If you are looking for a plant that adds robust color to indoor spaces, then look no further than the flamboyant Rex begonia (Begonia rex-cultorum). The vibrant foliage more than makes up for the plant’s insignificant flower displays. Although considered tricky by some, with proper care, your Rex begonias should thrive and continue to put on their colorful display for years. Continue reading because we take the mystery out of Rex begonia care indoors.
A Little History About The Rex Begonia
Although a Franciscan monk in Brazil noted the first documented discovery of fibrous begonias in 1690, the Rex begonia’s discovery was almost by accident.
In 1856, in a shipment of orchids to England, someone noticed an exotic and mysterious plant with elaborate foliage growing at one of the orchid’s bases.

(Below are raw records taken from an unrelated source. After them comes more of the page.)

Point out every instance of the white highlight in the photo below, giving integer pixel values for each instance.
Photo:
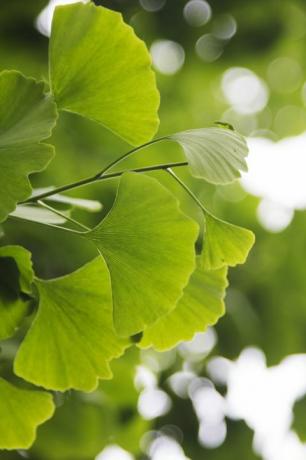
(277, 175)
(44, 20)
(168, 56)
(153, 403)
(264, 398)
(114, 453)
(197, 12)
(244, 90)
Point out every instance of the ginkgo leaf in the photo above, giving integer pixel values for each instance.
(224, 243)
(27, 116)
(214, 154)
(101, 70)
(72, 339)
(148, 245)
(16, 277)
(21, 412)
(36, 214)
(81, 203)
(22, 258)
(200, 306)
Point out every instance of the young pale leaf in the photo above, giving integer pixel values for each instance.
(16, 276)
(214, 154)
(101, 70)
(224, 243)
(36, 214)
(200, 306)
(21, 412)
(23, 261)
(148, 245)
(81, 203)
(71, 340)
(27, 116)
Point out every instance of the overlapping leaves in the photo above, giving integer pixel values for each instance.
(21, 412)
(101, 70)
(27, 117)
(144, 240)
(145, 278)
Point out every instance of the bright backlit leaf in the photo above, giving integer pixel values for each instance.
(148, 245)
(27, 116)
(102, 71)
(21, 412)
(36, 214)
(16, 276)
(81, 203)
(224, 243)
(214, 154)
(71, 340)
(200, 306)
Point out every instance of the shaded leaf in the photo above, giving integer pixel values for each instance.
(21, 412)
(71, 340)
(214, 154)
(22, 258)
(148, 245)
(200, 306)
(27, 116)
(224, 243)
(102, 71)
(16, 277)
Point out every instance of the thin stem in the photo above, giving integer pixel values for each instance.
(65, 229)
(70, 219)
(127, 154)
(91, 180)
(187, 189)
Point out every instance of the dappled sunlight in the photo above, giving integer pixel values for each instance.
(277, 175)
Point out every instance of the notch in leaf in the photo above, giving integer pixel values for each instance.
(148, 245)
(16, 277)
(225, 243)
(27, 117)
(200, 306)
(21, 412)
(72, 339)
(101, 70)
(214, 154)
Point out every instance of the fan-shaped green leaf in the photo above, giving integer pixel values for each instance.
(101, 70)
(22, 258)
(27, 116)
(21, 412)
(148, 245)
(200, 306)
(224, 243)
(71, 340)
(16, 277)
(214, 154)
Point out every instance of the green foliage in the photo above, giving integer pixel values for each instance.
(145, 279)
(71, 339)
(27, 116)
(16, 276)
(21, 412)
(101, 70)
(200, 306)
(224, 243)
(144, 243)
(214, 154)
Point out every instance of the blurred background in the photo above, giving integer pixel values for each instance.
(237, 390)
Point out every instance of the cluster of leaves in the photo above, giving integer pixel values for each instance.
(147, 279)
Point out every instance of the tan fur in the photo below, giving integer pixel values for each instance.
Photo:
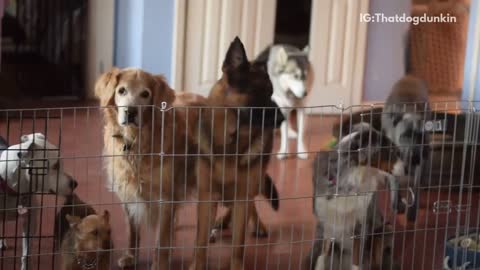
(87, 241)
(234, 177)
(141, 177)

Thus, was the first documented discovery of Rex begonias.
A bit later, additional varieties of Rex begonias were found growing in the Andes Mountains, including those with leaf colors of orange, yellow and red. From then to today, Rex begonias are still brightening indoor locations with their stunning displays of pattered foliage.

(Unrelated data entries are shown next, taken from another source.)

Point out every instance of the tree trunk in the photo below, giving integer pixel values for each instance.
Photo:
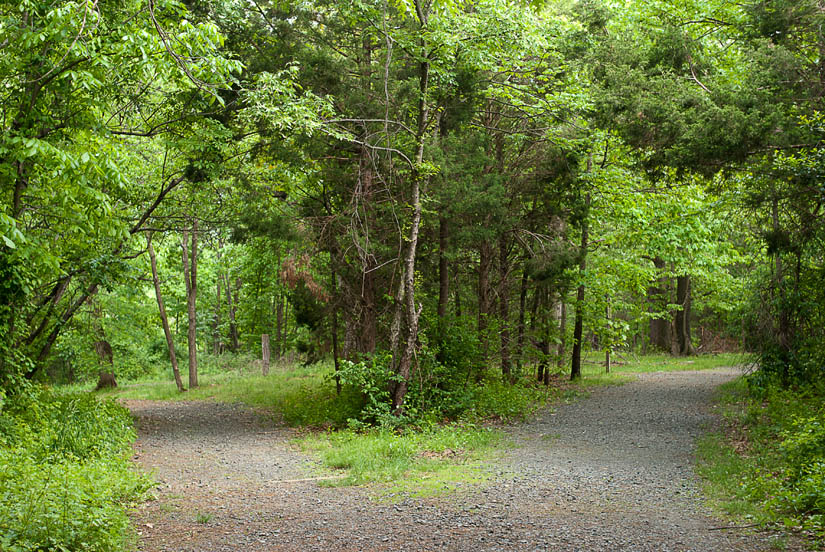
(412, 313)
(660, 335)
(484, 300)
(443, 267)
(190, 277)
(234, 344)
(170, 342)
(608, 345)
(504, 308)
(216, 320)
(522, 303)
(683, 316)
(279, 326)
(561, 350)
(106, 378)
(575, 365)
(265, 354)
(335, 352)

Basic Description Of Rex Begonias
Rex begonias are classified as florist begonias, due to their elaborate foliage. Although plants do produce attractive winter flowers in pink and white, the blooms are small and considered insignificant compared to their show-stopping foliage.

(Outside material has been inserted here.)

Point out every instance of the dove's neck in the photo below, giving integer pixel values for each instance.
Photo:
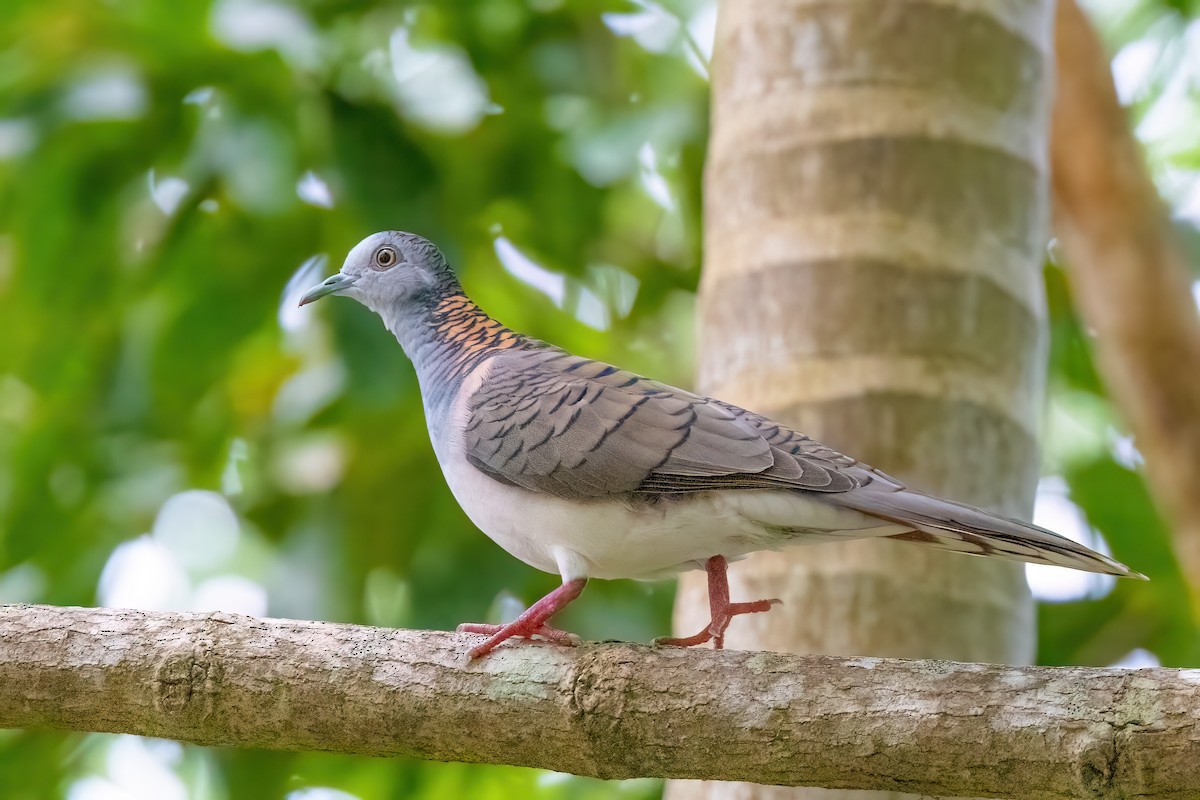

Depending on the cultivar (the botanical name for a specific variety), Rex begonias average anywhere from 12 inches to almost 24 inches tall, with a similar width, when fully grown. They have a clumping and rounded growth habit and their foliage grows tightly packed together giving the plant density.
Rex Begonia Foliage Is The Star Attraction
One look at the foliage and it’s easy to see why they are known as the “kings” of the begonia world. The size of the leaves varies, depending on the variety, but average around 6 inches in length, with an average width of 4-5 inches.
There are too many different varieties to count, and a multitude of distinguishing leaf shapes and colors. One look at an online plant catalog, you’ll be sure to find a Rex, or maybe several that are a must have. Leaves form from rhizomes, having characteristics like unique veining, ruffling and puckering, with splotching, spotting, streaking or borders ranging in a host of different hues.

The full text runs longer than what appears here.